Suppose I have a $N \times N$ square matrix $A$. We know that for any matrix $A$, we have $N$ eigen values and corresponding eigen vectors. So a $2 \times 2$ matrix have two eigen vectors and corresponding eigen values. Now I am in a confusion. Its regarding identity matrices. For those matrices any vector can be eigen vector right? So there is a possibility of infinite eigen vectors. But what about eigen values? They are still $\lambda_1 =1 , \lambda_2 =1$ ,right?
EDIT : I am considering vectors $(x,y)$ and $(a.x,a.y)$ as same family. $(a.x,a.y)$ = $a \times (x,y)$, where a is a scalar.
Best Answer
If an $N\times N$ matrix $A$ has an eigenvalue $\lambda$, there are infinitely many vectors $v$ satisfying $Av = \lambda v$; that is, $A$ has infinitely many eigenvectors for the eigenvector $\lambda$. In fact,
$$E_{\lambda} := \{v \in \mathbb{R}^N \mid Av = \lambda v\}$$
is a subspace of $\mathbb{R}^N$.
This answers your first question, but let me point out an error in your thinking.

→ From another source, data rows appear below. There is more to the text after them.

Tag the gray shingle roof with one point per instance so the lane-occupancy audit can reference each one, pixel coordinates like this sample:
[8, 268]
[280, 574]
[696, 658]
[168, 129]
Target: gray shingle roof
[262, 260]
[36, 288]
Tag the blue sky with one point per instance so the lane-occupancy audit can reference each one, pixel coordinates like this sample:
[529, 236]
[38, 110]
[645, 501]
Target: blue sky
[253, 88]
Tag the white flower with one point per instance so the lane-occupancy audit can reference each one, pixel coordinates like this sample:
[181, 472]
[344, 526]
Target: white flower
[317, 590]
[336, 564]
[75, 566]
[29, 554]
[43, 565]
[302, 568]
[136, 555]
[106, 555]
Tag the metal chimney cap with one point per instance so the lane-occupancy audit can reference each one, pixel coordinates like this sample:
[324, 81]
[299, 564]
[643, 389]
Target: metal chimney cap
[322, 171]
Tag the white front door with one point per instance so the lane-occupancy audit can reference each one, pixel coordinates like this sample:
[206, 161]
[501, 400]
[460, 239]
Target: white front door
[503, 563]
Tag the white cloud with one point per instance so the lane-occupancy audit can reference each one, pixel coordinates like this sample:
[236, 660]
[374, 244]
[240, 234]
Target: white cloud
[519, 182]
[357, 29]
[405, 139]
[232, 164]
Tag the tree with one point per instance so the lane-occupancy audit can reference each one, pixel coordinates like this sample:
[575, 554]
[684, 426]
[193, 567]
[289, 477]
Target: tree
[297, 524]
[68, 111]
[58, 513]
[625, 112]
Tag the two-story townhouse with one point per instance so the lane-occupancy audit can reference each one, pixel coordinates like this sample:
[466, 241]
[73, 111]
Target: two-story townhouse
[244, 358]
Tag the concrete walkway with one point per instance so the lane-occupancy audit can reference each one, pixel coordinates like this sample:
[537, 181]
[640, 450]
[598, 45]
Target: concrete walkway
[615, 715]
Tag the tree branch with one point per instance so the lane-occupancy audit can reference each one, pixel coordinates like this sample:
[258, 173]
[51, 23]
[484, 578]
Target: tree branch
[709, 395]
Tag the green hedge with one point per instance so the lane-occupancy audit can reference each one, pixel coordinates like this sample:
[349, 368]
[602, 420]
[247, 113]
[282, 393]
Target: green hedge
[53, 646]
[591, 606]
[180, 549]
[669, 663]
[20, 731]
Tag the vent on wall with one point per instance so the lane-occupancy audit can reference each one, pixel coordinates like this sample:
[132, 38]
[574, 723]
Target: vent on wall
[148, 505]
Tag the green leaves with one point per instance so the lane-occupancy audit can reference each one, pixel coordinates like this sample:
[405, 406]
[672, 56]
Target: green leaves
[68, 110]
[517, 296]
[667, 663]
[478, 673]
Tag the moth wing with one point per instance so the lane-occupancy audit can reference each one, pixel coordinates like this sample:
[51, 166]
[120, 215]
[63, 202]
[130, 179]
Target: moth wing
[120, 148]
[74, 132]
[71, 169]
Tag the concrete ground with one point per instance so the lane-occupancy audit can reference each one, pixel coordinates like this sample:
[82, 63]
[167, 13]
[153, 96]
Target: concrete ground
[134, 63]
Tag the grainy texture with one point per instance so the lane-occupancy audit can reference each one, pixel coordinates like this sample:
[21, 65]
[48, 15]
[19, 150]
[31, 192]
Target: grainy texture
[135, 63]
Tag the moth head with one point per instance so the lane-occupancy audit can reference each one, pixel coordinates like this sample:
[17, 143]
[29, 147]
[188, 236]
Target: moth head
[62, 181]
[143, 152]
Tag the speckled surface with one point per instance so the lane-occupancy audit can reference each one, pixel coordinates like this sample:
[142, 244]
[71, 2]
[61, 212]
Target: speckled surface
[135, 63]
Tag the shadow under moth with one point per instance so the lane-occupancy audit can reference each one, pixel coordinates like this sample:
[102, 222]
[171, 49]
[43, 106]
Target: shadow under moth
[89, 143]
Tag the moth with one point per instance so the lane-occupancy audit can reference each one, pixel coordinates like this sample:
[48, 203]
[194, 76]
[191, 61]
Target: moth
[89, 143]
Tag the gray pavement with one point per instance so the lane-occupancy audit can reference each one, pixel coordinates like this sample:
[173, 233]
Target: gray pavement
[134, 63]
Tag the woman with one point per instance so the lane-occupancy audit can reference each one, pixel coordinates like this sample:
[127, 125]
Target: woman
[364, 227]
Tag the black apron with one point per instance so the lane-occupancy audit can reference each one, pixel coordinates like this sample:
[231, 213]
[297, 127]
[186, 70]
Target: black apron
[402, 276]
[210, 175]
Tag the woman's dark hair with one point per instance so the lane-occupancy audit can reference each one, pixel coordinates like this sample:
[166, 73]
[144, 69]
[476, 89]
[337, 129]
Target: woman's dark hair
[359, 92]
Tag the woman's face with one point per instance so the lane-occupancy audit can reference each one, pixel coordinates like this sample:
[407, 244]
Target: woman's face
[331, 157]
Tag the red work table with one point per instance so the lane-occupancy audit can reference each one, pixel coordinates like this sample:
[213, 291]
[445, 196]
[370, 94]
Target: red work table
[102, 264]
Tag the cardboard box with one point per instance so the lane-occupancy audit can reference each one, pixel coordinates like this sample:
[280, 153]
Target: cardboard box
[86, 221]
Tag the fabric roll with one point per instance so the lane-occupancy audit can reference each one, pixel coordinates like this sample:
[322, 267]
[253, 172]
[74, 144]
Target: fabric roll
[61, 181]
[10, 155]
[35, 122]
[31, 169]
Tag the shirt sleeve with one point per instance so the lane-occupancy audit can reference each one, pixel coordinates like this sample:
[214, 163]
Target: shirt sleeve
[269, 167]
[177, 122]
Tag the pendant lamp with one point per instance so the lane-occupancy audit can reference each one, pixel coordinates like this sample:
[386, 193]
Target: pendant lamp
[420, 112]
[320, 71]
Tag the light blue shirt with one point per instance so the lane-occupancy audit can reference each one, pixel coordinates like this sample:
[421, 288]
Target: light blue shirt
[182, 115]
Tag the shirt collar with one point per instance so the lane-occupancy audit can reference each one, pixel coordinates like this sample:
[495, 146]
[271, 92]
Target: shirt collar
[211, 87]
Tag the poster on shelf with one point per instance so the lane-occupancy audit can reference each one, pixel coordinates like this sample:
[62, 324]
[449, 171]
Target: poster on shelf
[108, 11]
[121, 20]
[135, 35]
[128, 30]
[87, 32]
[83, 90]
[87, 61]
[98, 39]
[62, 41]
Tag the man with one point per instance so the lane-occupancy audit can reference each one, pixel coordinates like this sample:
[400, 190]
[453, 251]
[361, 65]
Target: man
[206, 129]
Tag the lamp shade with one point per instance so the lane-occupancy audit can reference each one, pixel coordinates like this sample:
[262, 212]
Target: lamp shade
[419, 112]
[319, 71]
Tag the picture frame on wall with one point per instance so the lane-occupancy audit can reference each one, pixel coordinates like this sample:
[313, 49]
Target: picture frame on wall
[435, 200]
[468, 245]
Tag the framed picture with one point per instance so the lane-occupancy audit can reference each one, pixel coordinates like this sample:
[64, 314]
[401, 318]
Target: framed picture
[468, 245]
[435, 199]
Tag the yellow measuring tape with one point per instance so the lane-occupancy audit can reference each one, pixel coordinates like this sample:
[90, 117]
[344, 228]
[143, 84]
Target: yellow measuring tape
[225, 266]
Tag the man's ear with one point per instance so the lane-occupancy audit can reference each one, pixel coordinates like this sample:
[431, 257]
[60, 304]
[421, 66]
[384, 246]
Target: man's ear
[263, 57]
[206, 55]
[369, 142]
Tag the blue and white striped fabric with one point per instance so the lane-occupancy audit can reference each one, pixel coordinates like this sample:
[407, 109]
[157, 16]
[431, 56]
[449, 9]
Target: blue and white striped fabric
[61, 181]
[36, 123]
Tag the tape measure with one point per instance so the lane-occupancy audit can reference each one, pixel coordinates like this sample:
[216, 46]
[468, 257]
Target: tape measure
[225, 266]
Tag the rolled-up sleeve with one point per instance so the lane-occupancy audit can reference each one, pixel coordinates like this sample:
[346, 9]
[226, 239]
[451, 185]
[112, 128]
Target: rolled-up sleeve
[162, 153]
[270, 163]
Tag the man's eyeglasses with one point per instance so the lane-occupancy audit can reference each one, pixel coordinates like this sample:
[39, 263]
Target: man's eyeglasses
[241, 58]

When we say $A$ has $N$ eigenvalues, we mean that the characteristic equation for $A$, $|\lambda I - A| = 0$, has $n$ zeroes; this is always true by the fundamental theorem of algebra, but some of the eigenvalues may be complex (e.g. a $2\times 2$ rotation matrix). Note, we count eigenvalues with multiplicity, so $\lambda$ could be repeated multiple times. We call the order of the zero $\lambda$ the algebraic multiplicity of $\lambda$.
For any eigenvalue $\lambda$, some say that $\lambda$ has $k$ corresponding eigenvectors if $\dim E_{\lambda} = k$ (this terminology is not often defined but is instead used in verbal communication). If $A$ has distinct eigenvalues $\lambda_1, \dots, \lambda_M$, one might say that $A$ has $\dim E_{\lambda_1} + \dots + \dim E_{\lambda_M}$ corresponding eigenvectors. The dimension of $E_{\lambda}$ is called the geometric multiplicity of $\lambda$.
We have the following result relating the two notions of multiplicity:
There are cases where the geometric multipicity of $\lambda$ is strictly less than the algebraic multiplicity, and therefore $A$ has less than $N$ corresponding eigenvectors. For example,
$$A = \left[\begin{matrix}1 & 1\\ 0 & 1\end{matrix}\right]$$
has a repeated eigenvalue of $1$ but only has a one-dimensional eigenspace.
To reconcile the difference between geometric multiplicity and algebraic multiplicity, one can consider generalised eigenvectors.